Old Shatterhand ist begeistert. Der schrullige Büchsenmacher, dem der spätere Held als junges Greenhorn in "Winnetou I" begegnet, hat ein völlig neuartiges Gewehr erfunden, das 25 Schuss hintereinander abfeuern kann. Die Patronen werden einfach in einem Magazin unter dem Lauf verborgen. Ein Ladebolzen sorgt für schnelles Nachladen. Der Büchsenmacher heißt Tyler Henry, seine Erfindung wird bei May zum legendären "Henry-Stutzen". Im richtigen Leben geht Henrys Wunderwaffe ab 1866 in der Fabrik von Oliver F. Winchester in Massenproduktion, in der der Tüftler als Konstrukteur beschäftigt ist. Hier werden die Waffen auch nicht als "Henry-Stutzen", sondern unter dem Namen des Industriellen vertrieben: als Winchester-Repetiergewehre.
Oliver F. Winchester wird 1810 als Sohn eines Bauern in Boston geboren. Nach einer Lehre als Zimmermann macht er als Marketinggenie schnell mit einer eigenen Hemdenfirma Karriere. Nach dem Konkurs der Waffenschmiede Smith & Wesson sattelt Winchester um. Er kauft das marode Unternehmen und führt es als "New Haven Arms Co." weiter. Henry gehört zur Konkursmasse. Die Weiterentwicklung von dessen Erfindung vermarktet der clevere Geschäftsmann in Werbeprospekten schon bald als "wirksamste Waffe der Welt". Die Rechnung geht auf: Mit ihrem schnellen und präzisen Gewehr schaffen Henry und Winchester dem Wilden Westen eine Waffe, die zum Mythos wird.
Von nun an wird die Winchester zur ständigen Begleiterin des amerikanischen Traums, zur stählernen Verkörperung von Freiheitsdrang und eisernem Willen. Im blutigen Kampf gegen Indianer verhilft sie Siedlern und Cowboys zu Land für ihre Herden und Familien. Danach dient sie ihnen zur Verteidigung des gewaltsam erworbenen Besitzes.
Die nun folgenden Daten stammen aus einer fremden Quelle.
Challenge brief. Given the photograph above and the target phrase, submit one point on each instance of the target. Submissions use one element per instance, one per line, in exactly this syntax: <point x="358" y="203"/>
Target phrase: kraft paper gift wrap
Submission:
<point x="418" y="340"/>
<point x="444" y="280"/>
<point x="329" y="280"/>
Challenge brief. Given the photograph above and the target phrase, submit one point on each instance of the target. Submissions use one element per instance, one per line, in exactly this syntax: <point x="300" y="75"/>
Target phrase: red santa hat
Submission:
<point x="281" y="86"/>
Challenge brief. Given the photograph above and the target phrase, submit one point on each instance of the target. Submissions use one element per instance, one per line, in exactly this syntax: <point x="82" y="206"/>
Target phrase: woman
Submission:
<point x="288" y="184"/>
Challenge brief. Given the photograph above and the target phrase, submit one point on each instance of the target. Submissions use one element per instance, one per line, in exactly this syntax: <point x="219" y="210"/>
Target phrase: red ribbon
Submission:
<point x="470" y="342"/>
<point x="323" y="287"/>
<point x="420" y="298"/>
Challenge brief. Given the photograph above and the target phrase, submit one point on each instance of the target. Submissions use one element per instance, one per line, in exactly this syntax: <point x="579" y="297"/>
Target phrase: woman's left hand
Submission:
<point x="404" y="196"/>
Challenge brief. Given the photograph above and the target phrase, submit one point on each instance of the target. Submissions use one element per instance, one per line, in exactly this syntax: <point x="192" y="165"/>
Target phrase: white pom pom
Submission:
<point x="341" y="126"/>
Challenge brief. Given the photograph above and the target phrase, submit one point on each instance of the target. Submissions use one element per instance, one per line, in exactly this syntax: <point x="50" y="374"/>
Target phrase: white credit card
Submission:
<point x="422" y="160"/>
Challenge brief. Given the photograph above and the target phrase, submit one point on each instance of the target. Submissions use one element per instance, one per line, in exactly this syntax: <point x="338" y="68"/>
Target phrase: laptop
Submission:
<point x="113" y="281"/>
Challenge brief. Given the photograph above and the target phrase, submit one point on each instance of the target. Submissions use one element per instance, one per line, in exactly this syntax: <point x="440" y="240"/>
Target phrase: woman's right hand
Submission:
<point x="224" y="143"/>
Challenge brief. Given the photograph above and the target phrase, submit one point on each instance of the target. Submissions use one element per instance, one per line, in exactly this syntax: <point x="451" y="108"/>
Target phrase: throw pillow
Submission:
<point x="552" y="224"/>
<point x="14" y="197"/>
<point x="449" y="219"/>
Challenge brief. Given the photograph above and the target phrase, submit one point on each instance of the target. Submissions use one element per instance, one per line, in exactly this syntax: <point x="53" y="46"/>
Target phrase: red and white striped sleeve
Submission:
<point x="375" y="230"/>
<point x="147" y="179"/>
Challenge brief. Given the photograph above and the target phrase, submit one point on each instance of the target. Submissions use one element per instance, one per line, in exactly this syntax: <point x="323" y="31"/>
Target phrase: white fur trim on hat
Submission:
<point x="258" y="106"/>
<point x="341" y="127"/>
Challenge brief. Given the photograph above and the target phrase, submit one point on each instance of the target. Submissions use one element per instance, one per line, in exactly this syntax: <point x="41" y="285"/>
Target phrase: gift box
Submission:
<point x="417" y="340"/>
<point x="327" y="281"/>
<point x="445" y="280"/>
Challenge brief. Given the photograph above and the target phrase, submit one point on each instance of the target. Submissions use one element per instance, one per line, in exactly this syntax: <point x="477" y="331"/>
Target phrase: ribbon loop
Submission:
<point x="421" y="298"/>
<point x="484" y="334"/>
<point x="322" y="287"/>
Bis zu 60 Schuss pro Minute sollen Meisterschützen aus ihrem Lauf geholt haben. Im Film "Winchester 73" spielt sie neben James Stewart die Hauptrolle.
Oliver F. Winchester stirbt am 11. Dezember 1880 - nicht im Duell wie viele seiner Kunden, sondern friedlich im heimischen Schlafzimmer an der Ostküste der USA.